Creating an Environment for Self Control
The first thing to do is create an environment that gives kids the best chance possible of using their cool system to make choices. Two big factors for this are stress and trust. First, stress can wreak havoc on anyone’s ability to think rationally. When stress levels are high, we’re more likely to be overly taxed and therefore not able to use our cool system. Second, kids need to trust that future rewards will actually materialize. That is, if resources are scarce, or adults are untrustworthy, why would kids wait for something that may or may not actually happen? This goes for family situations, but at a community level as well. Two of the best things we as individuals and as a society can do to help kids delay gratification (whether it’s eating a marshmallow or staying in school or avoiding drugs) and work towards a long goal is to help reduce chronic stress levels and build trust.
Another biggie for us adults is to model how we delay gratification ourselves. Do you avoid buying extra clothes because you’re saving up for a family vacation? Kids are watching your behavior already, so make it explicit. Talk it all out with kids to make it crystal clear how you put off immediate rewards so that you can get bigger ones later.
Next are specific strategies that we can teach kids to help them “cool the now and heat the later,” as Mischel would say. In other words make the immediate gratification less desirable and the future reward more desirable. Kids in the marshmallow studies did a great job of demonstrating strategies like distraction or distancing. Distraction helps redirect focus onto something other than how much you want immediate reward. And distancing moves the immediate reward farther away making it harder to grab ahold of it.
Finally, you can help kids identify their hot spots. What are they drawn to? What’s hard for them to resist? What kinds of things tend to get them off track? Once you’ve helped them answer these questions then help them form a plan for how they’ll handle those hot spots. Mischel calls this process making an if-then plan. The “then” can be any of the strategies listed earlier like distance or distraction. For example, if I’m tempted to check my phone instead of doing homework, then I’ll move the phone to another room. Or the “then” can be whatever will help reduce temptation and get kids focused on making decisions that move them towards their end goal. In other words, an “if-then” gives kids a game plan for what to do when things get tough.
It doesn’t take a bunch of studies to tell us that sometimes it’s necessary to hold off on immediate gratification so that we can build towards a reward in the future.
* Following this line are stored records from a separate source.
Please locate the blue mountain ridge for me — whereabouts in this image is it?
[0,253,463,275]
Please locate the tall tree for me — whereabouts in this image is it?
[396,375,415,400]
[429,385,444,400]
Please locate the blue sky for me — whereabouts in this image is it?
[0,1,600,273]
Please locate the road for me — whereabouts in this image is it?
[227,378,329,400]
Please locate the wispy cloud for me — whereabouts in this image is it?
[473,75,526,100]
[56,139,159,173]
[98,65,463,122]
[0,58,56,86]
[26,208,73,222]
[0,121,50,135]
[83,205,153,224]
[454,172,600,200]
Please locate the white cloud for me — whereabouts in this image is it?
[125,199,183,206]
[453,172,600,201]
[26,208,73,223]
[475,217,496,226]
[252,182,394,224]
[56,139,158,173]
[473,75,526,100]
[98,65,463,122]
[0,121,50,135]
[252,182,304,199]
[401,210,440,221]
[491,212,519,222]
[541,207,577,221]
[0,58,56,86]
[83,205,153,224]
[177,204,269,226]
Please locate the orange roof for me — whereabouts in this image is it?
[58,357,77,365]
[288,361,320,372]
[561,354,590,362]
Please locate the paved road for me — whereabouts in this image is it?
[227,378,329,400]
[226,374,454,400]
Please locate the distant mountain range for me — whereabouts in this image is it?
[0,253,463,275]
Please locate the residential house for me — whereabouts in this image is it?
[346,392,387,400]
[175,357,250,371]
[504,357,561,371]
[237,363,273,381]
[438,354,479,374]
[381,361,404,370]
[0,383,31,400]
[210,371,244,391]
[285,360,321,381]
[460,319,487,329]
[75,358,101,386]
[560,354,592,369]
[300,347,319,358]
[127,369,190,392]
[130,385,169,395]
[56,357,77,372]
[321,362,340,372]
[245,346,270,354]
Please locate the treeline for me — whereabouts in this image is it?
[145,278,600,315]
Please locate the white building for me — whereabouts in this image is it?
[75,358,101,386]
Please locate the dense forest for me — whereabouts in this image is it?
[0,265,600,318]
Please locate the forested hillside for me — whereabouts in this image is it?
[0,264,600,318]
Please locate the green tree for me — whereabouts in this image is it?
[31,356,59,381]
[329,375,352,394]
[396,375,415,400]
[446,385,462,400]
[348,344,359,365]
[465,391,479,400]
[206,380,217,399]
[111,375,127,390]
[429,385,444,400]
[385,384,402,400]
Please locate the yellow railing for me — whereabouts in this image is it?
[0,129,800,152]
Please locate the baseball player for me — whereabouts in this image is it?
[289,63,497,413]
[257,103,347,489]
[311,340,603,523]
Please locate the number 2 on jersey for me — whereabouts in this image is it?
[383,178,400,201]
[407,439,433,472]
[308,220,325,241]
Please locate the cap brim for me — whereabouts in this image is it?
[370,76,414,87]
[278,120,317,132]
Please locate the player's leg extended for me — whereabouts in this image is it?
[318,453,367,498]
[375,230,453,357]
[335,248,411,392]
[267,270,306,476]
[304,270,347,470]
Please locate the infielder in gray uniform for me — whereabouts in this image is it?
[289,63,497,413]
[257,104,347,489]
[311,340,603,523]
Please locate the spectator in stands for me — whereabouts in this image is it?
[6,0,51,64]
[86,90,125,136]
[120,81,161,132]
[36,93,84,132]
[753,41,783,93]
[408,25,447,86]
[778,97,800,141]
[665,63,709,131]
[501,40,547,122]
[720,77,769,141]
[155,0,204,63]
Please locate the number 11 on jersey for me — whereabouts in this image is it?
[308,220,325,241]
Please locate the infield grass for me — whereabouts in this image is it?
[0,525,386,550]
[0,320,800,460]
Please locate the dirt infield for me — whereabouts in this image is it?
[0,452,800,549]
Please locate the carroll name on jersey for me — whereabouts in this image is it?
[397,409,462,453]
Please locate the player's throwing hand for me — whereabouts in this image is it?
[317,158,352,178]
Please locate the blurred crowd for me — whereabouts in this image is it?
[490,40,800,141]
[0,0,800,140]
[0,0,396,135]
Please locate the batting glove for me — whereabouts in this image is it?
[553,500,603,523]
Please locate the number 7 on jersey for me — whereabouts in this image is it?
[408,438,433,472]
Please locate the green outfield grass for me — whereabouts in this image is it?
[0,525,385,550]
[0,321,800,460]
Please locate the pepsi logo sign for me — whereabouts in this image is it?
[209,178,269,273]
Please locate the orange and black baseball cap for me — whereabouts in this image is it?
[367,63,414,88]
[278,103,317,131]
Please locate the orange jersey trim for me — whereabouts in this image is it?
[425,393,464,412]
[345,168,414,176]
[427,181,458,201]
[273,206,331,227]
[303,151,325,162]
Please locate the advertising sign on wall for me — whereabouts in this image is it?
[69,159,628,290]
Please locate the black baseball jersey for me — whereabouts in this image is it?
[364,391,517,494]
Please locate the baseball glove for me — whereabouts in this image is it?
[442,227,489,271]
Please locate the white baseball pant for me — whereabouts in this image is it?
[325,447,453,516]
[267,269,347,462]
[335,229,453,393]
Many kids sacrifice time so that they can study in the hopes of eventually going to college. Adults go to work rather than relax all day because they trust that they’ll get paid on payday. Some of us choose not to eat that second slice of cake because we want to be rewarded with good health and fitness in the long run. And though the marshmallow task isn’t exactly a test that can predict a kid’s future, it is a measure that has done a lot to inform how we think about self control. It has allowed us to watch how self control strategies develop – and how they can be encouraged and taught. And to know that is gratifying indeed.